Black Friday Bargains Bring Out Younger Shoppers Nationally, Locally


The younger the consumer, the more likely that person will be shopping on Thanksgiving Day through Cyber Monday, the traditional weekend launch of the holiday shopping season, says a recently released survey.

The consumer poll — conducted by the International Council of Shopping Centers and Goldman Sachs — found that 84 percent of consumers between the ages of 20 and 32 are likely to compete for bargains during the holiday shopping weekend. The report reveals as the age increases, the percentage of shoppers decreases. The participation rate is as follows:

  • 73 percent of consumers between the ages of 33 to 48
  • 60 percent for those between ages 49 and 57
  • 44 percent of those between ages 58 to 67
  • 40 percent of those between ages 68 to 85.

“(The youngest consumers) are certainly more concerned with value based on what their incomes are at this time, so they’re going to be more interested in finding the deals,” says Jesse Tron, a ICSC spokesman. “Also, they’re more willing to endure longer lines and larger crowds than some of the older age groups might be. Because of all those factors, more younger people will be out in force (on Black Friday, Nov. 29).”

Overall, the popularity of Black Friday has substantially increased since 2009, when only 26 percent of consumers planned to shop. This year, 46 percent of consumers plan to participate in the shopping holiday. Much of this has to do with more stores opening on Thanksgiving Day, says Michael P. Niemira, vice president of research and chief economist for ICSC.

“The expansion of the Thanksgiving bargain-shopping days to include Thanksgiving Day and Cyber Monday has transformed this period with more intensive shopping planned for Black Friday this year than at any time since at least 2009 when this survey began,” Niemera says.

About 13 percent of consumers plan to shop on Thanksgiving Day, with 34 percent shopping Saturday and Sunday, and 42 percent shopping on Cyber Monday, Niemera says.

While the traditional season is usually about five weeks long, this year’s season has been shortened to 25 days.

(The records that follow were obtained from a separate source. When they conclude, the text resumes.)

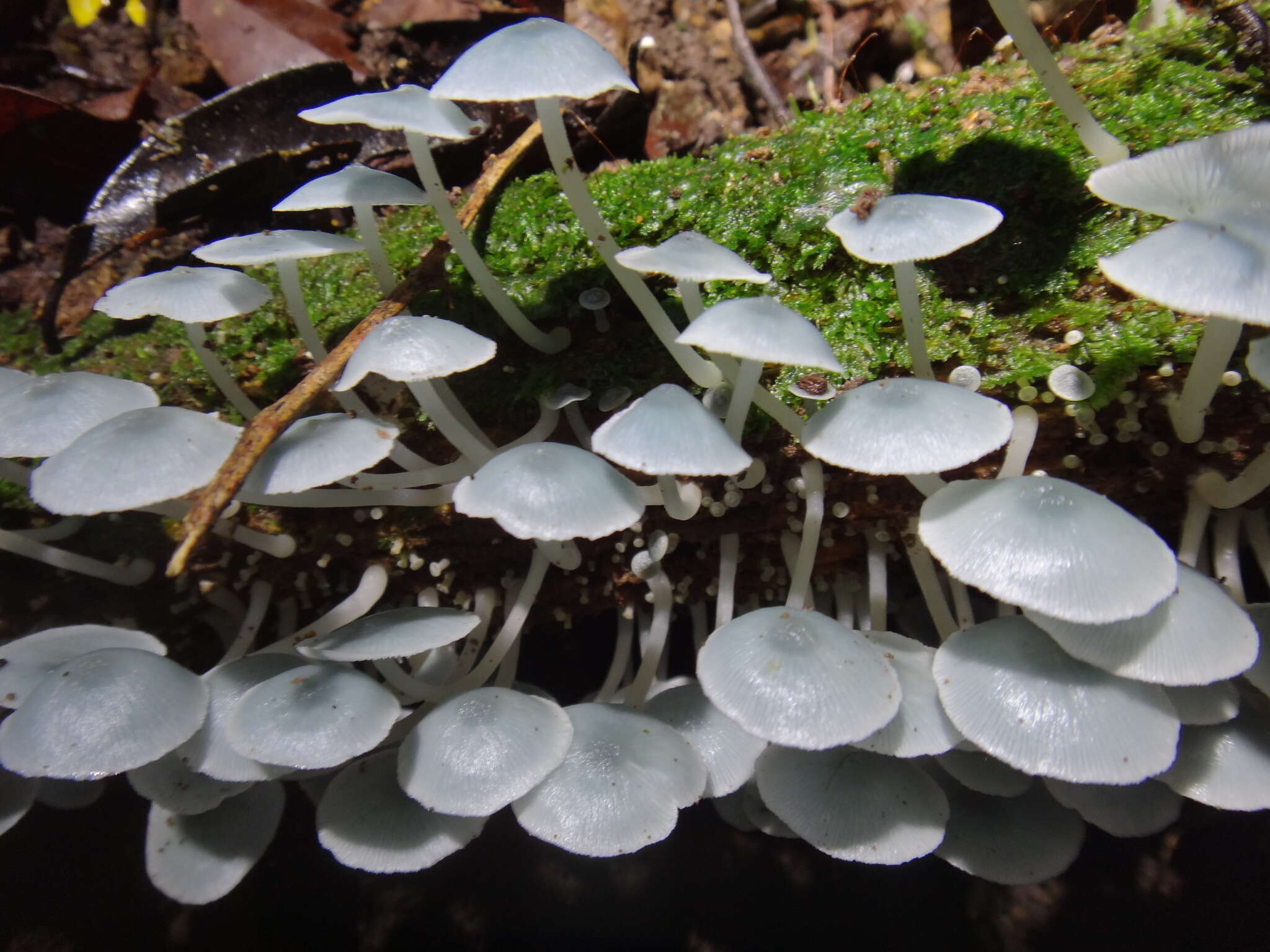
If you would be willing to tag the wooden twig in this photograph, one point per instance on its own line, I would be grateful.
(267, 426)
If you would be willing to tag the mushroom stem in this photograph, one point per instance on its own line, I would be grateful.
(911, 312)
(131, 574)
(738, 407)
(664, 598)
(368, 227)
(1221, 338)
(801, 579)
(557, 140)
(459, 239)
(202, 348)
(1100, 144)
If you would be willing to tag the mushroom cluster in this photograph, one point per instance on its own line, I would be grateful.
(1067, 667)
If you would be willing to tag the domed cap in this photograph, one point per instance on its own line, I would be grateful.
(102, 714)
(921, 728)
(269, 247)
(1015, 694)
(190, 295)
(398, 632)
(761, 329)
(726, 749)
(43, 415)
(1050, 546)
(478, 752)
(907, 426)
(353, 184)
(319, 715)
(411, 348)
(197, 860)
(408, 107)
(798, 678)
(855, 805)
(133, 460)
(666, 432)
(367, 823)
(550, 491)
(321, 450)
(1013, 842)
(690, 255)
(1137, 810)
(620, 786)
(533, 60)
(913, 227)
(27, 660)
(1196, 637)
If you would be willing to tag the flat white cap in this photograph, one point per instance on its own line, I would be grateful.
(761, 329)
(668, 431)
(907, 426)
(1050, 546)
(1018, 696)
(133, 460)
(190, 295)
(913, 227)
(353, 184)
(690, 255)
(414, 348)
(43, 415)
(855, 805)
(550, 491)
(533, 60)
(408, 107)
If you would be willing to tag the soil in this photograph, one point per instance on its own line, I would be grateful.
(78, 99)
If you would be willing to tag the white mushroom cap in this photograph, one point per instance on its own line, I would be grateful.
(408, 107)
(368, 823)
(726, 749)
(921, 728)
(100, 714)
(208, 752)
(550, 491)
(620, 786)
(1226, 765)
(907, 426)
(761, 329)
(1050, 546)
(353, 184)
(1137, 810)
(533, 60)
(321, 450)
(197, 860)
(855, 805)
(43, 415)
(411, 348)
(398, 632)
(1014, 842)
(798, 678)
(282, 245)
(478, 752)
(25, 662)
(690, 255)
(1196, 637)
(190, 295)
(133, 460)
(667, 431)
(319, 715)
(913, 227)
(1018, 696)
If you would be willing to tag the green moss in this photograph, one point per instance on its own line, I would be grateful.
(1003, 304)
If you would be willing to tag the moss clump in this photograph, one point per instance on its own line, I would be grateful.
(1003, 304)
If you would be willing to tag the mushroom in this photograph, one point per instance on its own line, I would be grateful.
(900, 230)
(546, 60)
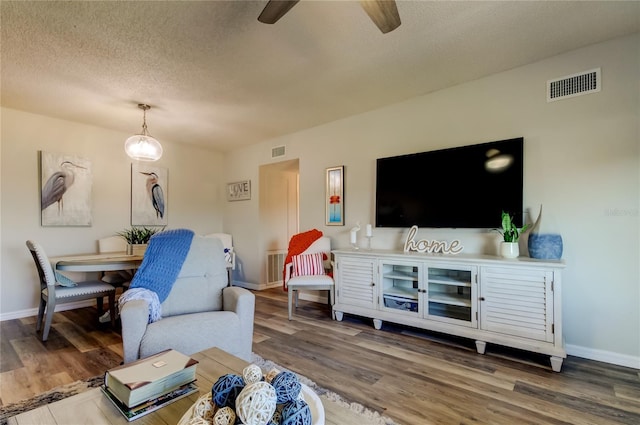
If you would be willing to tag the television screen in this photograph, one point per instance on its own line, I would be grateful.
(462, 187)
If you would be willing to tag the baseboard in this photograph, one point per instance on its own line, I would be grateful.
(34, 311)
(603, 356)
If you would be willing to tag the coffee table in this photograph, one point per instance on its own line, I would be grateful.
(92, 407)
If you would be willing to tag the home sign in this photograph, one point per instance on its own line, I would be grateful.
(430, 247)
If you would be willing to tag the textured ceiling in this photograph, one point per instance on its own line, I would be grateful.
(218, 78)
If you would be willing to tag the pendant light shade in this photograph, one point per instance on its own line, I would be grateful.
(143, 147)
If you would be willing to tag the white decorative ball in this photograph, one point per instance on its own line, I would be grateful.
(198, 420)
(256, 403)
(224, 416)
(252, 374)
(272, 374)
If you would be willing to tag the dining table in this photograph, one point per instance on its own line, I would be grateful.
(104, 262)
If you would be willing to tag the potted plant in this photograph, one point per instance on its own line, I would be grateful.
(510, 233)
(137, 238)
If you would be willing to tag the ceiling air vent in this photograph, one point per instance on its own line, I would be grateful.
(277, 152)
(573, 85)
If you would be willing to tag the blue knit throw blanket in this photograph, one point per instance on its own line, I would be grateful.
(162, 261)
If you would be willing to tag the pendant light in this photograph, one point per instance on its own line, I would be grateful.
(143, 147)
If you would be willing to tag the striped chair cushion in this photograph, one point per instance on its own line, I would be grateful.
(308, 264)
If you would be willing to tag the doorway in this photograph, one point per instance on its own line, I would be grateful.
(278, 215)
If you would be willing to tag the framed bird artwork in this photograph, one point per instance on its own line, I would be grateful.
(148, 195)
(65, 190)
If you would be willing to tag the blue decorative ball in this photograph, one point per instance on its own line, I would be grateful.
(296, 412)
(226, 389)
(287, 387)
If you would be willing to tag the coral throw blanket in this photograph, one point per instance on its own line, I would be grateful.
(297, 245)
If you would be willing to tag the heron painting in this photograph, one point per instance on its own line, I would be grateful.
(148, 195)
(65, 198)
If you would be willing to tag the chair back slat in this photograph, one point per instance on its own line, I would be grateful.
(45, 271)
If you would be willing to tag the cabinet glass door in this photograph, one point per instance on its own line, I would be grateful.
(400, 291)
(451, 295)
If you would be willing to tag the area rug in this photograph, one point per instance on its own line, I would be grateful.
(47, 397)
(369, 416)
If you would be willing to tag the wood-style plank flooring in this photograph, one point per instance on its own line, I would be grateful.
(412, 376)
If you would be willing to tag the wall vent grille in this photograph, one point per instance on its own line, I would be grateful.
(278, 151)
(275, 266)
(573, 85)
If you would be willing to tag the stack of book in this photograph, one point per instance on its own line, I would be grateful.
(148, 384)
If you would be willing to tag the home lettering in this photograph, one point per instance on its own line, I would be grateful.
(431, 247)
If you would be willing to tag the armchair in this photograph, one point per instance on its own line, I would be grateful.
(200, 311)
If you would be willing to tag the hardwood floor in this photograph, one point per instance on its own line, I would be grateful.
(412, 376)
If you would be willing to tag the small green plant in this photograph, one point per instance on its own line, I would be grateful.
(510, 232)
(138, 235)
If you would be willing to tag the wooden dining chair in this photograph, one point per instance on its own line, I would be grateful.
(55, 289)
(308, 271)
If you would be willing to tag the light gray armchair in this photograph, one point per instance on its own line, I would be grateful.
(200, 311)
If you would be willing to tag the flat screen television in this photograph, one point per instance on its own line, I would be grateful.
(461, 187)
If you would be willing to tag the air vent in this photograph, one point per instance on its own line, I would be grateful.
(277, 152)
(573, 85)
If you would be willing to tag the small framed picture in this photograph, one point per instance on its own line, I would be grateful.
(335, 196)
(239, 191)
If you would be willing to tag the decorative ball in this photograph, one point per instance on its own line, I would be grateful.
(272, 374)
(287, 386)
(226, 389)
(224, 416)
(198, 420)
(276, 419)
(251, 374)
(296, 412)
(256, 403)
(203, 408)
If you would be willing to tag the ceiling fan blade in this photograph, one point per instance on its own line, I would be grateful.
(384, 13)
(275, 10)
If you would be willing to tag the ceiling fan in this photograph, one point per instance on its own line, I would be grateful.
(383, 13)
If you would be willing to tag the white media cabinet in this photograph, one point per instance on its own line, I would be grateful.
(515, 302)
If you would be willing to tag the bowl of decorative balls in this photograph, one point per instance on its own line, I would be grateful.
(277, 398)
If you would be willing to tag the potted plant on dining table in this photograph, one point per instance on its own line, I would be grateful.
(137, 238)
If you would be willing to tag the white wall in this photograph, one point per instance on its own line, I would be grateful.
(195, 195)
(581, 162)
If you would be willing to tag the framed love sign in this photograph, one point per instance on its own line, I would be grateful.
(239, 191)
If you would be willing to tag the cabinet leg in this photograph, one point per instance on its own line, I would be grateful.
(377, 323)
(556, 363)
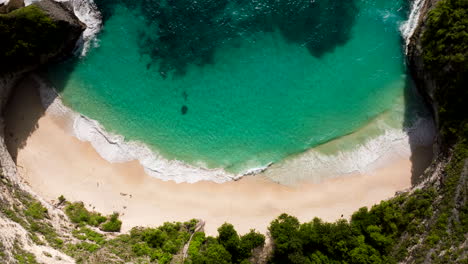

This shouldn’t affect consumer sales, however, says Tom Scott, spokesman for the Michigan Retailers Association, based in Lansing. “Consumers will compress all of their shopping within the time available for shopping this year. Stores will also just extend their sales beyond the traditional shopping time,” Scott says.

Locally, many urban districts and shopping centers are offering extended hours. Royal Oak stores, for instance, will be extending shopping hours. The Royal Oak Association of Retailers will launch its inaugural “It’s a Wonderful Season in Royal Oak” on Friday. Stores participating in the promotion will offer extended hours, special hours, and giveaways.

“We encourage people to make Royal Oak a destination during the holidays and support our local businesses,” says Gary Baglio, president of the association.